Bran Fish is typically grilled, yet given the scorching temperature in Singapore, where I currently live, I instead use a kitchen torch to burn the bran coating until it is charred and then I roast the fish in a preheated oven at 450°.

The bran cloak in this recipe is a protector and flavoring at once.  It protects the delicate fish flesh from drying while it roasts, giving the right space of time to the marinade to amply infuse the fish.

Beneath the smoky flavor of the charred bran, the fork-tender fish flesh is spiced up by the astringent spices, and enlivened by the fresh notes of lime, carrots, celery, onions, and garlic.

This recipe is foolproof and approved by my picky family. This photo says it all.

 


Bran Sea Bass

Serves 4 people

Scatter the rest of the marinade and brain over the potatoes.

INGREDIENTS

  • 1 whole sea bass, cleaned

The Marinade 

  • 1 medium carrot, diced
  • 1 small onion, chopped
  • 3 whole cloves of garlic
  • 1 rib of celery including leaves, chopped
  • 1/4 cup of cilantro including  leaves and stalks, chopped
  • 1/4 cup of parsley including leaves and stalks, chopped
  • The juice of one lime for the marinade and some extra to serve with the fish
  • 1 teaspoon paprika
  • 1 teaspoon ground coriander
  • 1 teaspoon ground cumin
  • 1/2 teaspoon ginger powder
  • 1/2 teaspoon coriander powder
  • 1/4 teaspoon cayenne pepper (optional)
  • Salt and pepper
  • 2 tablespoons extra virgin olive oil

The bran coat 

  • 3/4 to 1 cup whole wheat bran (depends on the size of the fish)
  • One big or two medium russet potatoes for the garnish

TOOLS

  • Baking sheet
  • Sharp knife
  • Kitchen torch

DIRECTIONS 

  1. Preheat the oven to 450°.
  2. Make the Marinade.  Add to the container of a food processor the carrots, celery, onions, garlic, spices, and olive oil and pulse until the mix resembles a chunky stuffing.
  3. Marinate the fish.
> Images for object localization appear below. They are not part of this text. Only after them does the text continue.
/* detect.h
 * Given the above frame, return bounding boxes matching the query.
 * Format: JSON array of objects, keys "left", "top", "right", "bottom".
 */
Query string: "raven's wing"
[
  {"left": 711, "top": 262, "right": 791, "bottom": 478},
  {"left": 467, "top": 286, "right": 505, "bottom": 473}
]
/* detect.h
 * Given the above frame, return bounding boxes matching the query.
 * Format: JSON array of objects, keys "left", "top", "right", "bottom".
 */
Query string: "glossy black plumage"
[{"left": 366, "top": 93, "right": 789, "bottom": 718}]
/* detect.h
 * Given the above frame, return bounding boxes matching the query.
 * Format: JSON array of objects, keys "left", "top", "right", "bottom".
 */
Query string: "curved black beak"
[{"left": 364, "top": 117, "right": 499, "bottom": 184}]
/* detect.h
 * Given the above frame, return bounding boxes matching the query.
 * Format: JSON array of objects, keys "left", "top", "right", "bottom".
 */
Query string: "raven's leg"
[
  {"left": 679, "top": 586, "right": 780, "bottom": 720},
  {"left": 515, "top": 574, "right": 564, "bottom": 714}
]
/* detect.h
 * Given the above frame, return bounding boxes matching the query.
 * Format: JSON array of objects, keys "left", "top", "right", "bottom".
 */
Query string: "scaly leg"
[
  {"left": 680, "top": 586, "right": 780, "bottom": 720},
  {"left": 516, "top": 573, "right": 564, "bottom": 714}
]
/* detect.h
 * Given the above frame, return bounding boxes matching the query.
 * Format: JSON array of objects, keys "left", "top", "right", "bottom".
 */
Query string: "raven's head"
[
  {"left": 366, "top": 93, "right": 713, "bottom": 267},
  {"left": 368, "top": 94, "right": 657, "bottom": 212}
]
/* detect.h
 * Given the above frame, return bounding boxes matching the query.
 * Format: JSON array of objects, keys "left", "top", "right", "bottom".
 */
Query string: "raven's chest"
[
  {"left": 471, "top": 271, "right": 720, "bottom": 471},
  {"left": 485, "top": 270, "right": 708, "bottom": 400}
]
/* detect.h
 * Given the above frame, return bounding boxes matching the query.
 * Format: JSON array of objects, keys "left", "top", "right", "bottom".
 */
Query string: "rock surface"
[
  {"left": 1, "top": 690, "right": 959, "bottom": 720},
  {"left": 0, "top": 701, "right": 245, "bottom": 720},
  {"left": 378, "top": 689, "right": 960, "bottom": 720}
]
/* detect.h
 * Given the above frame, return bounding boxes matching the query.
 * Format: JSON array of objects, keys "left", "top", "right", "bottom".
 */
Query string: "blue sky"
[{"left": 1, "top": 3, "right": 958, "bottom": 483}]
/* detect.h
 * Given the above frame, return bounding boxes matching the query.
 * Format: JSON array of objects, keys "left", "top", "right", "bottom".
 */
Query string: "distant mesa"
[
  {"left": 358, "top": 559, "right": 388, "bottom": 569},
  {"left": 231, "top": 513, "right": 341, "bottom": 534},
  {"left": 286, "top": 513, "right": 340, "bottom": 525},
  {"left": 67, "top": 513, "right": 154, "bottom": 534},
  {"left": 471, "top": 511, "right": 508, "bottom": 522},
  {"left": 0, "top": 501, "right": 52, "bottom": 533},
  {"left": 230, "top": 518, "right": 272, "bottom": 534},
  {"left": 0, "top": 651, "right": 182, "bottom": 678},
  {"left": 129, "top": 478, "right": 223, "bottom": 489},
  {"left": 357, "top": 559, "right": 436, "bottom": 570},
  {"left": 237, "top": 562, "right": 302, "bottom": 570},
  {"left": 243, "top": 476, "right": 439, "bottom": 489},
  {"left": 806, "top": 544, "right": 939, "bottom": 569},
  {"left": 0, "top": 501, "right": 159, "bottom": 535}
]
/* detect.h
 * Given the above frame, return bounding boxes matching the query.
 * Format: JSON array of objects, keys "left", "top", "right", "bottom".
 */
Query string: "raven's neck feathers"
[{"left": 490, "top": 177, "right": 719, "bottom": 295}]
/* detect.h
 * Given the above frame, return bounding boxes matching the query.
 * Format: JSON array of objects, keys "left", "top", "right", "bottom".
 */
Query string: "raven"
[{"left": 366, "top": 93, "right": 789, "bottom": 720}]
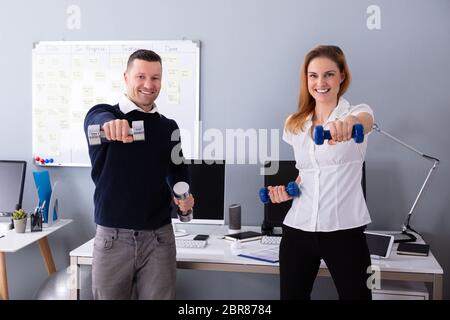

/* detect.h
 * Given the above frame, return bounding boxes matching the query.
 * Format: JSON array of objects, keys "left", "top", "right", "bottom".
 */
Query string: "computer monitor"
[
  {"left": 261, "top": 160, "right": 366, "bottom": 235},
  {"left": 0, "top": 160, "right": 27, "bottom": 216},
  {"left": 172, "top": 160, "right": 225, "bottom": 225}
]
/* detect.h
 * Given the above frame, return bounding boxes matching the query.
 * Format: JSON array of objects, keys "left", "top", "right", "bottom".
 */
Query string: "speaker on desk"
[{"left": 228, "top": 203, "right": 241, "bottom": 233}]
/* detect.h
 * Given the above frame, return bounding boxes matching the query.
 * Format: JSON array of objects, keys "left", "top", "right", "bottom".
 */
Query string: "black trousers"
[{"left": 279, "top": 224, "right": 372, "bottom": 300}]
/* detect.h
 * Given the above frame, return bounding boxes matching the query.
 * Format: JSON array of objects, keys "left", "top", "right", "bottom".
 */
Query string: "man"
[{"left": 84, "top": 49, "right": 194, "bottom": 300}]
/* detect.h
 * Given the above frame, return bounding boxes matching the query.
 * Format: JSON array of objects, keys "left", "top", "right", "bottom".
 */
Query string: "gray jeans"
[{"left": 92, "top": 223, "right": 176, "bottom": 300}]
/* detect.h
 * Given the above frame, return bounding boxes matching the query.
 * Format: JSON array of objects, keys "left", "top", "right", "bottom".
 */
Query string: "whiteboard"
[{"left": 32, "top": 40, "right": 200, "bottom": 166}]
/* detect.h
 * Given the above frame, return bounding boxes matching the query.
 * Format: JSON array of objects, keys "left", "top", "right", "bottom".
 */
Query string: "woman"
[{"left": 268, "top": 45, "right": 374, "bottom": 300}]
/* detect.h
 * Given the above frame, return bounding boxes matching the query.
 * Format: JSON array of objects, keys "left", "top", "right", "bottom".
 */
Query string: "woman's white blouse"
[{"left": 282, "top": 97, "right": 374, "bottom": 232}]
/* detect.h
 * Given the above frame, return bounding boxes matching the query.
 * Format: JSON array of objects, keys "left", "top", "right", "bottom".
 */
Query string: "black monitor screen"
[
  {"left": 0, "top": 160, "right": 27, "bottom": 215},
  {"left": 262, "top": 161, "right": 366, "bottom": 232},
  {"left": 172, "top": 160, "right": 225, "bottom": 224},
  {"left": 262, "top": 161, "right": 298, "bottom": 231}
]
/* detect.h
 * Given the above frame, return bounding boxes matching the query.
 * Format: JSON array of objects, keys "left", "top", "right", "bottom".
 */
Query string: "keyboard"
[
  {"left": 0, "top": 212, "right": 12, "bottom": 217},
  {"left": 261, "top": 236, "right": 282, "bottom": 245},
  {"left": 176, "top": 239, "right": 207, "bottom": 248}
]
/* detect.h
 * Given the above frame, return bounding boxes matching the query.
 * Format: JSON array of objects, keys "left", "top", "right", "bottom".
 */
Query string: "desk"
[
  {"left": 0, "top": 219, "right": 72, "bottom": 299},
  {"left": 69, "top": 224, "right": 443, "bottom": 300}
]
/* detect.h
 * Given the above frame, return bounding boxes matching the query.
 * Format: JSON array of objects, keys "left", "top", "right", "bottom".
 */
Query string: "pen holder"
[
  {"left": 228, "top": 204, "right": 241, "bottom": 232},
  {"left": 31, "top": 207, "right": 43, "bottom": 232}
]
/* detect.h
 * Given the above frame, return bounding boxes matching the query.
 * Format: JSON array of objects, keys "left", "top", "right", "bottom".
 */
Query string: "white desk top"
[
  {"left": 69, "top": 224, "right": 443, "bottom": 275},
  {"left": 0, "top": 219, "right": 72, "bottom": 252}
]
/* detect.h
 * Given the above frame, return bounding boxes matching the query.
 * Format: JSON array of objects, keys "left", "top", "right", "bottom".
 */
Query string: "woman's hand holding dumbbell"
[
  {"left": 314, "top": 116, "right": 364, "bottom": 145},
  {"left": 267, "top": 176, "right": 301, "bottom": 204},
  {"left": 327, "top": 115, "right": 360, "bottom": 145}
]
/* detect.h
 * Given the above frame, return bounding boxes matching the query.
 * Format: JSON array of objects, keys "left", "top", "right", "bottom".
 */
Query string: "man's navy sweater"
[{"left": 84, "top": 104, "right": 189, "bottom": 230}]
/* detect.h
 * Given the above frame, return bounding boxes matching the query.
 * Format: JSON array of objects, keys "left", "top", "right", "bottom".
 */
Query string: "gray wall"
[{"left": 0, "top": 0, "right": 449, "bottom": 299}]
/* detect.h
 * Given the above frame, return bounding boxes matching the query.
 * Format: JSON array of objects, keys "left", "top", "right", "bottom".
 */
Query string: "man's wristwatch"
[{"left": 177, "top": 208, "right": 193, "bottom": 222}]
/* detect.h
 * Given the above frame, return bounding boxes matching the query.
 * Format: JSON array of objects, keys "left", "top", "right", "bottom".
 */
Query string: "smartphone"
[{"left": 193, "top": 234, "right": 209, "bottom": 241}]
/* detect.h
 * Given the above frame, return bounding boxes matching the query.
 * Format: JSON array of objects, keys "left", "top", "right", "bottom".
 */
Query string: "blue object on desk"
[
  {"left": 33, "top": 171, "right": 57, "bottom": 223},
  {"left": 238, "top": 253, "right": 279, "bottom": 264}
]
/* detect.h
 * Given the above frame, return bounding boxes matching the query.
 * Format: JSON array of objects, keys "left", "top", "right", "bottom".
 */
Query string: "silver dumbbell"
[
  {"left": 173, "top": 181, "right": 193, "bottom": 222},
  {"left": 87, "top": 120, "right": 145, "bottom": 146}
]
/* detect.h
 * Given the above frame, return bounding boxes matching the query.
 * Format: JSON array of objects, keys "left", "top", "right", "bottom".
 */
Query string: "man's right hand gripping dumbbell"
[
  {"left": 87, "top": 119, "right": 145, "bottom": 145},
  {"left": 259, "top": 176, "right": 302, "bottom": 204}
]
With a sharp knife make three diagonal slits on each side of the fish. Stuff the slits with spoonfuls of the marinade and rub the fish surface and fill the cavity with the rest of the marinade.
  4. Coat the fish with the bran. sprinkle carefully the bran over the fish trying to leave the head and tail intact. With gloved hands press the bran onto the fish surface. The oily marinade will help the bran stick to the fish skin.
  5. Broil the bran. With the help of a kitchen torch, burn the bran coating until it turns black.
  6. Arrange a layer of russet potatoes slices on the sheet pan, brush it with olive oil and scatter any remaining of bran and the marinade on top of the potatoes slices.
  7. Roast the fish.  In a preheated oven, roast the fish for 20 to 30 minutes or until it is fork-tender and the translucent flesh has turned right. 
  8. Serve the fish. It is best served hot with lemon wedges, traditional Egyptian yellow traditional rice, and salad.